Friday, May 17, 2013

The William and Frederick Vanderheyden House, Ionia, MI

The William and Frederick Vanderheyden House, Ionia, MI. 1879 Photo: Wikimedia
The Vanderheyden house in Ionia is one of the last houses I'll deal with in this town for a bit. The house is truly unique. It was built in 1879 for a father and a son, William and Frederick Vanderheyden and their separate families. The house is a double house, and everything is repeated symmetrically on each side, but the two houses share a front hall and front and back stairs. That is an oddity since even most family compound double houses feature separate stairs. With such a cozy shared space, one would hope father and son and their families got along well! When the father (William) died in 1910, his son used his half of the house as a library and office space.
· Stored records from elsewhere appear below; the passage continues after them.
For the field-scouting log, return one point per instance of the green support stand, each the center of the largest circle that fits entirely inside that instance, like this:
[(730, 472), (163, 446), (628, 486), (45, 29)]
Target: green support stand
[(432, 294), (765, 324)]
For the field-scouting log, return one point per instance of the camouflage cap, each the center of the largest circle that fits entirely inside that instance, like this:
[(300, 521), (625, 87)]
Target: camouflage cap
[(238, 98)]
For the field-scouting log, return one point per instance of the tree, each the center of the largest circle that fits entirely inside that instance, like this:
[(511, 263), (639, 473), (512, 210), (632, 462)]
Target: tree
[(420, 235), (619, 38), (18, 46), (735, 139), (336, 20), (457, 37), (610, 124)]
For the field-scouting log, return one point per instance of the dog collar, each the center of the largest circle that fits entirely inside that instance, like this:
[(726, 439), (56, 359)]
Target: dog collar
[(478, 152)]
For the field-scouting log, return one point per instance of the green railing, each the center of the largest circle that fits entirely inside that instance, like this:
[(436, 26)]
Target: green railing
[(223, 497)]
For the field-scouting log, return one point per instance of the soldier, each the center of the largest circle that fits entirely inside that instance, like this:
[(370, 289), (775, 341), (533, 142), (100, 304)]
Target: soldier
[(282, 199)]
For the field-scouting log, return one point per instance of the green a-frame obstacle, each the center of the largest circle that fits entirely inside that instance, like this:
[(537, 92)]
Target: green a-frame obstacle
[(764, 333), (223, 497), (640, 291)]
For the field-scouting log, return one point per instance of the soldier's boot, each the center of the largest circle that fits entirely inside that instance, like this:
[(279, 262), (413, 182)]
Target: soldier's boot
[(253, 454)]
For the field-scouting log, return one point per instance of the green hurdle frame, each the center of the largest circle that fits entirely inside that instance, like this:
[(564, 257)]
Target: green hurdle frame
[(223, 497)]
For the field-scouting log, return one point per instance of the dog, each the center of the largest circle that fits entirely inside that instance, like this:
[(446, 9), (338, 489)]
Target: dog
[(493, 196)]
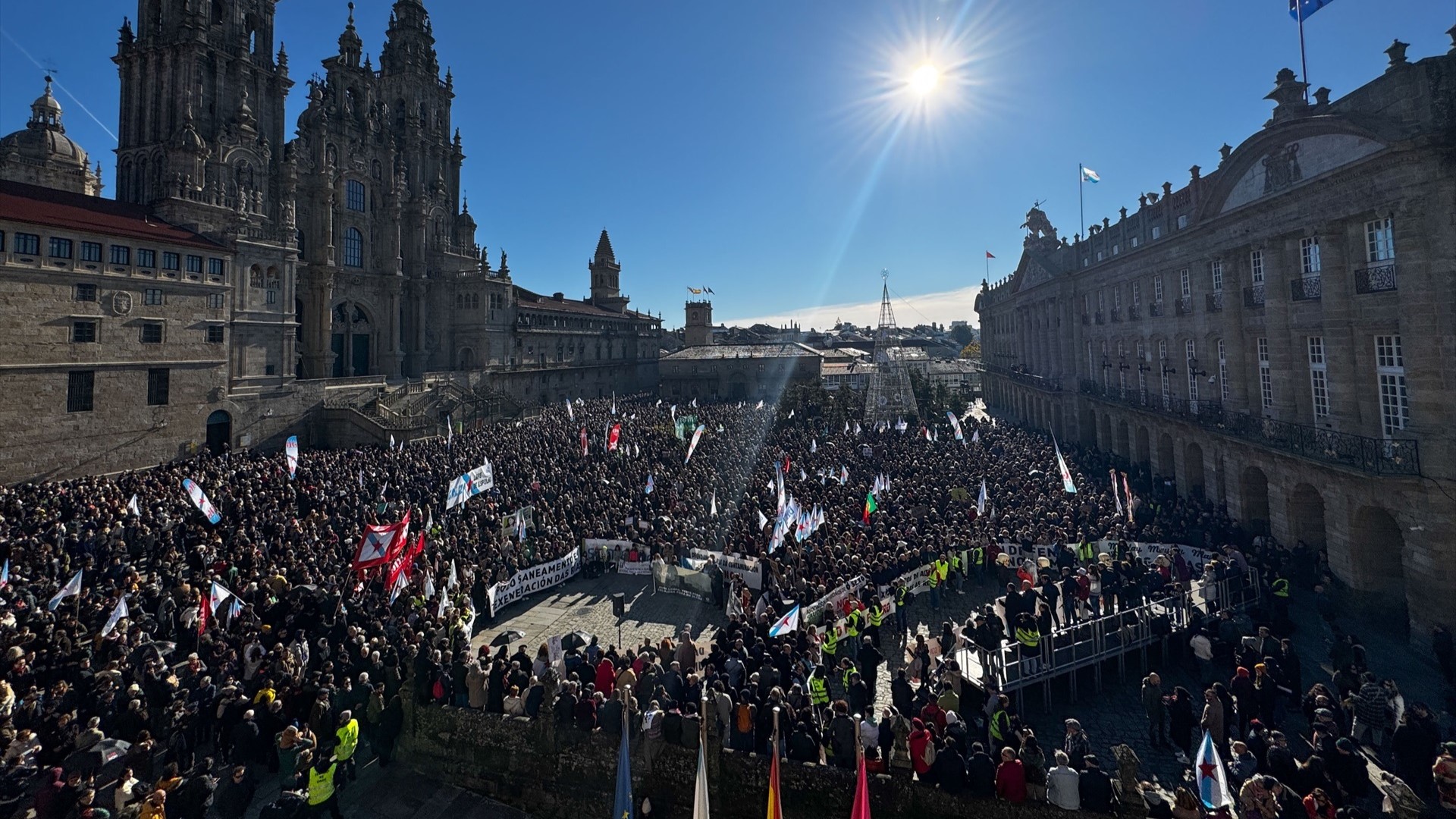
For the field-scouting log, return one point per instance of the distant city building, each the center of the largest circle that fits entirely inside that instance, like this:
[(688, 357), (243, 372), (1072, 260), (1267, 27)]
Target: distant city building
[(1273, 335)]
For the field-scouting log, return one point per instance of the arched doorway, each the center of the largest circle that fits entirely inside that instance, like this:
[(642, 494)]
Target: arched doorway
[(1254, 500), (1193, 471), (218, 431), (1376, 561), (1307, 516), (1165, 455)]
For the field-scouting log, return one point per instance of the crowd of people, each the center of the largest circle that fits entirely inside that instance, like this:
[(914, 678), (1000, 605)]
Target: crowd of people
[(305, 661)]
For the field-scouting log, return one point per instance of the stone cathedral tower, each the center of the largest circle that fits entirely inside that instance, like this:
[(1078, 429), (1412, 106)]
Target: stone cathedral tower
[(201, 143)]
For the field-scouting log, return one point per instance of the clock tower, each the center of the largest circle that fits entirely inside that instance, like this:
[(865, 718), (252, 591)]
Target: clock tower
[(699, 328)]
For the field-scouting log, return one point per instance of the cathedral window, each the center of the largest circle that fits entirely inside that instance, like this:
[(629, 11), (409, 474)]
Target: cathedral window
[(354, 196), (353, 248)]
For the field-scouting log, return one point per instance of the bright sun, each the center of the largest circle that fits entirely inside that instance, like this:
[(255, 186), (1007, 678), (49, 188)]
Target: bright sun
[(925, 79)]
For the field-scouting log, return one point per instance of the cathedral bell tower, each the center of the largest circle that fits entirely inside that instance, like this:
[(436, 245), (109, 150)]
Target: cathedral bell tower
[(606, 276), (201, 123)]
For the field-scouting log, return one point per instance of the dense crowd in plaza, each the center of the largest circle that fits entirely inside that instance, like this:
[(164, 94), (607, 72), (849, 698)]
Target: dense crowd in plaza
[(299, 672)]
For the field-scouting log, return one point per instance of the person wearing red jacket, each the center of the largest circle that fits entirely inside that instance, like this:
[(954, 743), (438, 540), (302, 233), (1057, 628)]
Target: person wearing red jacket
[(1011, 779)]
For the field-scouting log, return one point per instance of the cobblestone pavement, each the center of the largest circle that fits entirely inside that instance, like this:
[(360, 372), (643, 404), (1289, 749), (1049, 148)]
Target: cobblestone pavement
[(1111, 716)]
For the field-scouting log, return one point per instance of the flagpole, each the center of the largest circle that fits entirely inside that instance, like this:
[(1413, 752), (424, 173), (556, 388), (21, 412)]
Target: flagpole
[(1082, 212), (1304, 67)]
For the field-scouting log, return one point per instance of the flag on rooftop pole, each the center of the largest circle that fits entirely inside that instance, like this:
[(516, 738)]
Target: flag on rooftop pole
[(72, 589)]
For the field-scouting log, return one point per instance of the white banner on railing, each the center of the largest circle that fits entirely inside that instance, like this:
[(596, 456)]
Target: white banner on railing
[(533, 579)]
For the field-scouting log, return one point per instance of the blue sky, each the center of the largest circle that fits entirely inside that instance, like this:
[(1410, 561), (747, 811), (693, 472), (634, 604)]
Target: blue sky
[(772, 150)]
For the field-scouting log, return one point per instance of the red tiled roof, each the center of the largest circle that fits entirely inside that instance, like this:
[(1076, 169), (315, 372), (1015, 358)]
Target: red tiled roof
[(77, 212)]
The house follows the pavilioned plan, two symmetrical bays joined with a central porch. These bays are much shallower than those seen in typical pavilion plan houses. The yellow brick was made at the Vanderheyden's own brickyards, which shipped brick to many sites in the area and around Michigan. This type of yellow or ivory brick is a particularly upper Midwestern material and can be found in buildings in Wisconsin, upper Ohio, Indiana, and Illinois, as well as other states. The Vanderheyden's thus advertised their own trade in the facing of their home. The house is relatively simple for its time. All the windows are arched with the expected thick stone hood moldings, although the depth of the arch varies. The basement is local rusticated sandstone, while the cornice is a simple affair of particularly long brackets, seen in other Ionia homes, and intervening runs of smaller brackets. The long brackets are used to define the façade sections. The house once featured an upper balustrade on the peak of the hip roof that has been removed. The porch is a particularly nice feature, echoing the polygonal shape of the bay windows and continuing the rhythm of the building. Note the delicate lattice work under the porch. The only asymmetrical aspects of the house seem to be the presence on the left of a side porch and of a bay window on the right. Perhaps father and son wanted some variation in their respective living wings. Although the color scheme may strike us as drab, it is probably appropriate to the period. The Victorians often chose the colors of stone, browns, tans, and grays, to simulate actual stone construction. The Vanderheyden house remains an interesting monument to the way generations of a family expressed themselves in a unified home.